Pionieer jest teraz dobrym formatem. Bez dominacji jednego decku, z dużą różnorodnością konstrukcji, sporym polem do eksploracji i innowacji. Na chwilę obecną nie spodziewam się jakichkolwiek banów przed Players Tourem i Grand Prix, gdyż żaden z decków nie wydaje się dominować, a o zwycięstwie decyduje poziom umiejętności, game plan i metagaming.
Archetypy
Tak jak napisałem przed chwilą, różnorodność decków jest ogromna, jak również strategii. Można grać czymkolwiek się lubi. Sensowne wydają się wszystkie strategie: agresja, kontrola, rampa, midrange, combo, grave decki. Poniżej postaram się opisać wszystkie archetypy oraz większość decków, które osiągają jakieś sukcesy w metagame.
Aggro
Wydaje się mieć najwięcej możliwości, gdyż agresywne konstrukcje dostępne są praktycznie w każdym z kolorów. Najlepsze wydają się być Mono Green, Mono Red, Mono Black, Izzet Ensoul i RG Stompy. Nie polecam WW ani Mono Blue Tempo.
Izzet Ensoul
Deck jest spadkobiercą modernowego affinity. Plan na grę jest prosty. Mamy tu osiem efektów zmieniających nasze taniutkie artefakty w stwory 5/5. Dużo małych, artefaktycznych kreatur posiadających zdolności ewazyjne tj. latanie lub nieblokowalność, tak, by po staniu się dużymi szybko przebijały obrażenia. Są też elementy interaktywne w postaci palenia i kontr oraz Shrapnel Blasty na dobicie. Deck jest konsystentny i szybki, jednak posiada słabość do point removalu, przeciwko któremu naszą jedyną linią obrony jest zamienianie Darksteel Citadel w niezniszczalnego stwora 5/5. Polecam agresywne mulliganowanie kiepskich otwarć, gdyż niedobranie wszystkich elementów układanki skutkuje niefunkcjonalnymi startami z dużą ilością typów 1/1 “nic nie robię”.
Mono Redy
Obecnie na turniejach można zaobserwować aż trzy różne wersje: Small Red, Big Red i Burn.
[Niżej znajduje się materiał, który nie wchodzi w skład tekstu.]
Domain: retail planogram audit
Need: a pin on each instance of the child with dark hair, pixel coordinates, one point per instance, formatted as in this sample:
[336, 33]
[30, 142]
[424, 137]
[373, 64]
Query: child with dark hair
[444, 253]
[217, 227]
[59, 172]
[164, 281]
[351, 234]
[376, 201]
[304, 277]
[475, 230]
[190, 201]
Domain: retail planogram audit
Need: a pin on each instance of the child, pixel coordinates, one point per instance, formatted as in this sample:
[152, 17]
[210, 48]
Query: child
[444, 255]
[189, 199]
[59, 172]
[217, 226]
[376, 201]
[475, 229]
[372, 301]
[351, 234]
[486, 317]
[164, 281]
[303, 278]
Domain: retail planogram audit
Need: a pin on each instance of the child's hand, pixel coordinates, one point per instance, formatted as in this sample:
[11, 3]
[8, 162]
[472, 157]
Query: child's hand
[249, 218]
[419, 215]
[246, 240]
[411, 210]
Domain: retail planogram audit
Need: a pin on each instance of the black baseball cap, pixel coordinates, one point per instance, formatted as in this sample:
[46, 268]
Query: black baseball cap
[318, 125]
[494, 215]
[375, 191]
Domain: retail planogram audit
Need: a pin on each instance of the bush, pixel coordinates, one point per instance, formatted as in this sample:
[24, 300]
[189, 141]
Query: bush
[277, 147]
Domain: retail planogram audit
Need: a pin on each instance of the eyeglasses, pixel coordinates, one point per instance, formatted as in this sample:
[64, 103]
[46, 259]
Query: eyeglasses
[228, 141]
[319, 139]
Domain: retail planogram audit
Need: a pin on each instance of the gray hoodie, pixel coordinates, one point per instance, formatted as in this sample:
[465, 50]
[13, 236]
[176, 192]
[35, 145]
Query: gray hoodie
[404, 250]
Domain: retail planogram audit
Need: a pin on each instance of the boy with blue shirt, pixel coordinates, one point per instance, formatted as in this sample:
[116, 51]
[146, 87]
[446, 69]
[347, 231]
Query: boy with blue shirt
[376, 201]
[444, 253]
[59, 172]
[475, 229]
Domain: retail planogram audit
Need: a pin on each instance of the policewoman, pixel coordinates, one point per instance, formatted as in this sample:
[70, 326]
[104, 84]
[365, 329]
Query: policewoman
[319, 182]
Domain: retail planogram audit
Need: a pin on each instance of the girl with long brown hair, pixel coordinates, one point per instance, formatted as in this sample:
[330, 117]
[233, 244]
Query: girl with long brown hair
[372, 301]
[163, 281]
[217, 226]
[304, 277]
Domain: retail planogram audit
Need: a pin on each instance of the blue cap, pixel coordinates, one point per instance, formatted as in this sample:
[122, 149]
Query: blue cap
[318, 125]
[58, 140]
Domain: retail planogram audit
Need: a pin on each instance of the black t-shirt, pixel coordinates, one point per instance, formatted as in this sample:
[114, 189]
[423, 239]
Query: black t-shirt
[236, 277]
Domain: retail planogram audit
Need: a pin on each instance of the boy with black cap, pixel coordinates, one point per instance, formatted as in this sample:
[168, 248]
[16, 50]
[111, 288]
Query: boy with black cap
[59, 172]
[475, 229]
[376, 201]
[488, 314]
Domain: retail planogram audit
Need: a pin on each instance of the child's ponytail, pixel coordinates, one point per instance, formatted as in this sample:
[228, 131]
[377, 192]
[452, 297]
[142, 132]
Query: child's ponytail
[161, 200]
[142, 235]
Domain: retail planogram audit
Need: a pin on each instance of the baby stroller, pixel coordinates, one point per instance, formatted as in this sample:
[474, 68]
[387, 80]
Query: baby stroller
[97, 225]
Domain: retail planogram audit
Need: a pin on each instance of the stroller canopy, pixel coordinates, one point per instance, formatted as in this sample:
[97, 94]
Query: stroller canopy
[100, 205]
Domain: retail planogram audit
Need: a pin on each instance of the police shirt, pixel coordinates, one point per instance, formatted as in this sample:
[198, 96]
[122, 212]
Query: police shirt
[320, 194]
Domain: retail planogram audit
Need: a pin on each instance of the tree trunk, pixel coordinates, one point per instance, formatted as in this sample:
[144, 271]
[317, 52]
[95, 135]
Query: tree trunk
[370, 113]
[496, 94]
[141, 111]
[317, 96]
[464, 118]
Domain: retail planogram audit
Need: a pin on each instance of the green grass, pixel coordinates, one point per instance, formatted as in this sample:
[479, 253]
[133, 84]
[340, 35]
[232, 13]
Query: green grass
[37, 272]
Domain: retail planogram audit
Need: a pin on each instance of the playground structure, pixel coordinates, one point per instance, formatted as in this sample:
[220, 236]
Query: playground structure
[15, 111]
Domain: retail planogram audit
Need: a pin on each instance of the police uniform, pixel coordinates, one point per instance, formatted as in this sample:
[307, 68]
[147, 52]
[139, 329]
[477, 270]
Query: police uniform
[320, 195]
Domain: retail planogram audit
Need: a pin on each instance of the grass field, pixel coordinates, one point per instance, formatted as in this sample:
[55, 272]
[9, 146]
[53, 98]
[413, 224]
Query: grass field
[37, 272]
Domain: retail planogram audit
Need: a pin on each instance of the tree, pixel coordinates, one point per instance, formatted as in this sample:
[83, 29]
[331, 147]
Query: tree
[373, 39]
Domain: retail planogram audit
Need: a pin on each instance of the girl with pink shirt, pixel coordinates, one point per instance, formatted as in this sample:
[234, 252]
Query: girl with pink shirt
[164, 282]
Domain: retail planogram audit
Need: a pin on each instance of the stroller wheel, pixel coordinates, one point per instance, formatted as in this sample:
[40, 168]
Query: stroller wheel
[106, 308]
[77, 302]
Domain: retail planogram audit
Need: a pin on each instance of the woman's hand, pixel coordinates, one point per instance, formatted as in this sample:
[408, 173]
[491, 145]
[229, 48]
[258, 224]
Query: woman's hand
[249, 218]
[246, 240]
Wszystkie trzy mogę z czystym sumieniem polecić. Small Red i Burn różnią się od siebie proporcjami burn spelli i kreatur, natomiast Big Redy korzystają często z dużej ilości kart midrangowych, takich jak Goblin Chainwhirler, Rekindling Phoenix i Glorybringer. Co ciekawe, wszystkie trzy warianty są bardzo dobre i mogę je z czystym sumieniem polecić. Są względnie proste w opanowaniu i bardzo efektywne.
Small Red
Mainboard (60) 16 Mountain 4 Ramunap Ruins 4 Bomat Courier 4 Monastery Swiftspear 4 Soul-Scar Mage 4 Ghitu Lavarunner 4 Eidolon of the Great Revel 4 Lightning Strike 4 Wild Slash 4 Light Up the Stage 4 Bonecrusher Giant 4 Wizard’s Lightning | Sideboard (15) 2 Fry 4 Experimental Frenzy 2 Rampaging Ferocidon 3 Roast 4 Searing Blood |
Big Red
Mono Red Burn
Mono Green Devotion
Niektórzy nie zgodzą się ze mną i zamieszczą ten deck w sekcji combo. Może tak być dlatego, że deck jest zupełnie nieinteraktywny, a jedyne co robi, to realizuje swój gameplan, który polega na połączeniu kilku elementów. Zupełnie jak w combo decku. ten gamplan Jest prosty i zawiera dwie linie:
- t1 elf, t2 Steel Leaf Champion, t3 Nykthos + Ghalta;
- t1 elf, t2 Syr Faren, t3 Aspect of Hydra + Ghalta.
Oba warianty mogą poczekać turę z zagrywaniem Ghalty, o ile mają Surraka w t3. Wtedy Ghalta i tak atakuje w czwartej turze, tyle że z hastem.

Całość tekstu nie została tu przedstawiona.